De même, comme indiqué précédemment, l’avis du docteur [S] n’est pas susceptible de remettre en cause les conclusions du docteur [U] puisqu’il s’agit d’une expertise menée dans le cadre d’une autre procédure, sans aucun lien avec la situation de Mme [W].
De son côté, après avoir pris connaissance du dossier médical de Mme [W], l’expert a conclu que l’ensemble des arrêts de travail sont imputables à l’accident du 12 août 2018, malgré l’existence d’un état pathologique pré-existant.
Ainsi, au regard des éléments qui précèdent, et notamment des conclusions du rapport d’expertise, la société [12] ne parvient pas à écarter la présomption d’imputabilité des arrêts de travail prescrits à Mme [W] à la suite de l’accident du travail du 12 août 2018.
En conséquence, le jugement entrepris est confirmé en ce qu’il a rejeté la demande d’inopposabilité présentée par la société [12].
SUR LES DEMANDES ACCESSOIRES
La société [12] étant la partie perdante à la procédure, elle est condamnée aux seuls dépens de première instance engagés à compter du 1er janvier 2019, comprenant le coût de l’expertise judiciaire, le jugement entrepris étant infirmé sur ce point pour tenir compte de cette précision.

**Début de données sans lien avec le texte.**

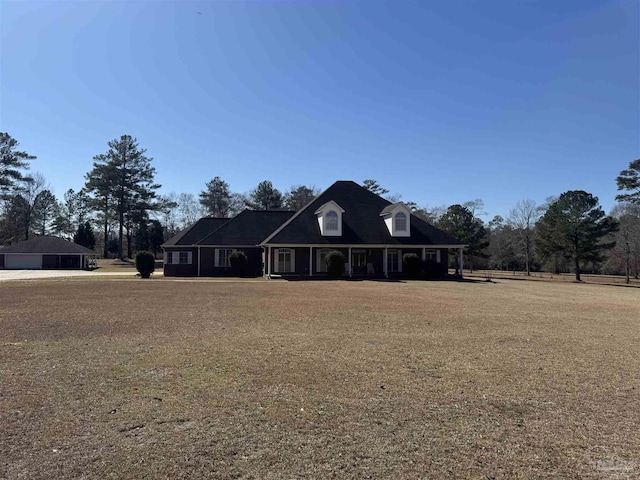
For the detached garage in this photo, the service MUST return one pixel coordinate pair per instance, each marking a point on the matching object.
(46, 253)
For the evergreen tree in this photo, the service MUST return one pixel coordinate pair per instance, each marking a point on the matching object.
(299, 196)
(459, 222)
(45, 210)
(265, 197)
(374, 187)
(11, 162)
(123, 175)
(575, 226)
(216, 198)
(84, 236)
(629, 180)
(523, 218)
(100, 183)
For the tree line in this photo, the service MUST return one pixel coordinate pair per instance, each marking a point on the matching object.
(119, 211)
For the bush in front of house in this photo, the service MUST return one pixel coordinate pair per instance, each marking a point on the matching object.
(411, 265)
(238, 262)
(335, 263)
(145, 263)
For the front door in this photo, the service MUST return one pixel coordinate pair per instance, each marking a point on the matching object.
(359, 261)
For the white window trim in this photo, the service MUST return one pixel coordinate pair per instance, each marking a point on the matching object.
(216, 257)
(189, 258)
(321, 267)
(398, 267)
(276, 260)
(335, 216)
(400, 216)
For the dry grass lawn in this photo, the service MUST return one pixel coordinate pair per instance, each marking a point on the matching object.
(165, 378)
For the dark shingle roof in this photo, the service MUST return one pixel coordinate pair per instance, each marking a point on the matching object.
(48, 245)
(248, 228)
(196, 232)
(361, 222)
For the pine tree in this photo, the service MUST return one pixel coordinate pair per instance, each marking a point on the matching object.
(575, 226)
(122, 180)
(11, 162)
(265, 197)
(216, 198)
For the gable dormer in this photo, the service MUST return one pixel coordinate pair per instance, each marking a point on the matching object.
(329, 218)
(397, 218)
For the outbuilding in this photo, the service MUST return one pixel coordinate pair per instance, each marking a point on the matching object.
(46, 252)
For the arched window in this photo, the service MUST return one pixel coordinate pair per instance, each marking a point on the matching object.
(401, 222)
(331, 220)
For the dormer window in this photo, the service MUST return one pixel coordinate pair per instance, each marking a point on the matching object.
(329, 218)
(397, 218)
(331, 221)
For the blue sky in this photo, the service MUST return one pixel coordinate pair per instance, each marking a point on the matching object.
(440, 101)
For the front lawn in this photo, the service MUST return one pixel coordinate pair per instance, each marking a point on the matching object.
(191, 379)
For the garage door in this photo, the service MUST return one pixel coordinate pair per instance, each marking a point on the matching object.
(22, 261)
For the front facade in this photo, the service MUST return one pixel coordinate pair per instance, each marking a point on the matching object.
(372, 233)
(46, 252)
(204, 249)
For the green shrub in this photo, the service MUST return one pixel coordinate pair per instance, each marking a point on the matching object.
(145, 263)
(238, 262)
(335, 263)
(411, 265)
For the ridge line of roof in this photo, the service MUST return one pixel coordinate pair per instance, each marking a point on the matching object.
(299, 212)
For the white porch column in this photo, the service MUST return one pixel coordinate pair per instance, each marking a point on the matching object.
(384, 263)
(269, 261)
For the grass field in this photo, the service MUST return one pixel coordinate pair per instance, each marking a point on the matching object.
(197, 379)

La société est en outre condamnée aux dépens d’appel.
PAR CES MOTIFS,
La cour,
CONFIRME le jugement entrepris du 21 avril 2023 du pôle social du tribunal judiciaire de Metz, sauf en ses dispositions sur les dépens,
Statuant à nouveau et y ajoutant,
CONDAMNE la SASU [12] aux dépens de première instance engagés à compter du 1er janvier 2019, comprenant notamment les frais d’expertise médicale,
CONDAMNE la SASU [12] aux dépens d’appel.